The FCC should investigate reports that carriers disconnected customers after pledging to the FCC they wouldn’t do so during the COVID-19 pandemic, said Commissioner Jessica Rosenworcel in a tweet Thursday. “Investigate these complaints. Stat.” The agency is “powerless” to enforce the Keep Americans Connected pledge (see 2003130066), said Gigi Sohn of the Benton Institute for Broadband & Society. The commission “abdicated" authority to do so when it reversed itself on net neutrality, she said. Hundreds of ISPs have taken FCC Chairman Ajit Pai's pledge.
Warning letters are the “most rapid and efficient means” for addressing bogus online claims about COVID-19-related products, FTC Chairman Joe Simons wrote, in documents we obtained through the Freedom of Information Act. Several members of Congress wrote in March asking how the agency is addressing the flood of deceptive and fraudulent activity related to the pandemic. Sen. Richard Blumenthal, D-Conn., asked about warning letters from the FTC and Food and Drug Administration.
Meetings continued on sharing the 6 GHz band with Wi-Fi, a week before a commissioner vote on an order and Further NPRM. FCC Chairman Ajit Pai spoke with National Spectrum Management Association officials this week about their concerns, said a filing posted in docket 18-295. The filing was among more than a dozen that popped up Thursday as parties made closing arguments.

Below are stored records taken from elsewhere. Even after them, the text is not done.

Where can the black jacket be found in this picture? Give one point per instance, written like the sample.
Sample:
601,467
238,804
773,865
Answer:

T-Mobile/Sprint got its final OK, as California Public Utilities Commissioners voted 5-0 Thursday for a revised proposal that reasserted the agency’s authority to review the deal and adjusted some conditions (see 2004150058). The Utility Reform Network (TURN) said it's disappointed the CPUC didn’t punish carriers for closing their deal two weeks before the scheduled vote.
It took White House proxy support and concerns about commercial spectrum being essentially claimed by federal agencies to break the years-old logjam of Ligado's proposed terrestrial use of L-band spectrum with FCC Chairman Ajit Pai's decision to circulate a draft approval order (see 2004160019), we were told Thursday. Swift action could be next, with multiple commissioners' offices expecting to vote on it this week. An array of primarily aerospace interests urged the FCC to close and dismiss the proceeding.

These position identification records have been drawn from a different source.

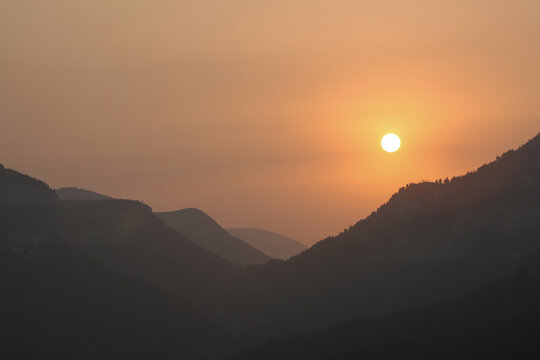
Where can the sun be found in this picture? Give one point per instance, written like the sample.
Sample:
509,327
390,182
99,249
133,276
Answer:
390,142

One thing has changed since the COVID-19 lockdown started -- it’s much easier to explain to electric cooperatives why people need fiber connections at home, said Conexon partner Jonathan Chambers during a Wednesday Broadband Breakfast webinar. “Now all the discussions are about how,” he said. “I don’t expect to have to go back to the why.”
Apps that warn citizens to avoid people infected with COVID-19 are a key element in lifting lockdowns, the European Commission said Wednesday. Its European road map toward easing containment measures noted contact tracing can help. Apps must comply with all EU privacy and data protection rules, the EC said. Among unresolved questions are whether the regime should be mandatory and how effective it will be.
House Science Committee leaders and an industry group urged the FCC to pull the orbital debris draft order from April 23's agenda. The agency got increasing resistance to its proposed satellite rules update (see 2004140052), in docket 18-313 Wednesday. A satellite executive told us the agency seemed surprised by the amount of industry criticism.
CTIA is hinting at a legal challenge to FCC rules, set for a vote April 23 (see 2004060062), allowing low-power devices throughout the 6 GHz band without automated frequency control. Reliance on restrictions in the draft rules “as a basis to conclude that an AFC-free regime will protect licensees from harmful interference would be arbitrary and capricious under well-established standards,” CTIA said in a filing posted Wednesday in docket 18-295. The group questions the studies and assumptions the FCC makes on the interference risk.
The FTC created an agency-wide pandemic response team and a pandemic-specific plan to address evolving COVID-19 issues, according to documents we obtained through a Freedom of Information Act request. Chairman Joe Simons declined to share the plan's annex with Sen. Maria Cantwell, D-Wash., calling it “nonpublic” in a March 13 letter to the Senate Commerce Committee ranking member. Federal guidance on COVID-19 hasn’t "always kept up with the most pressing concerns expressed by FTC staff,” Simons wrote. He recommended a “timely and consolidated” source or site for federal agencies to plan for and “adapt to quickly changing circumstances.”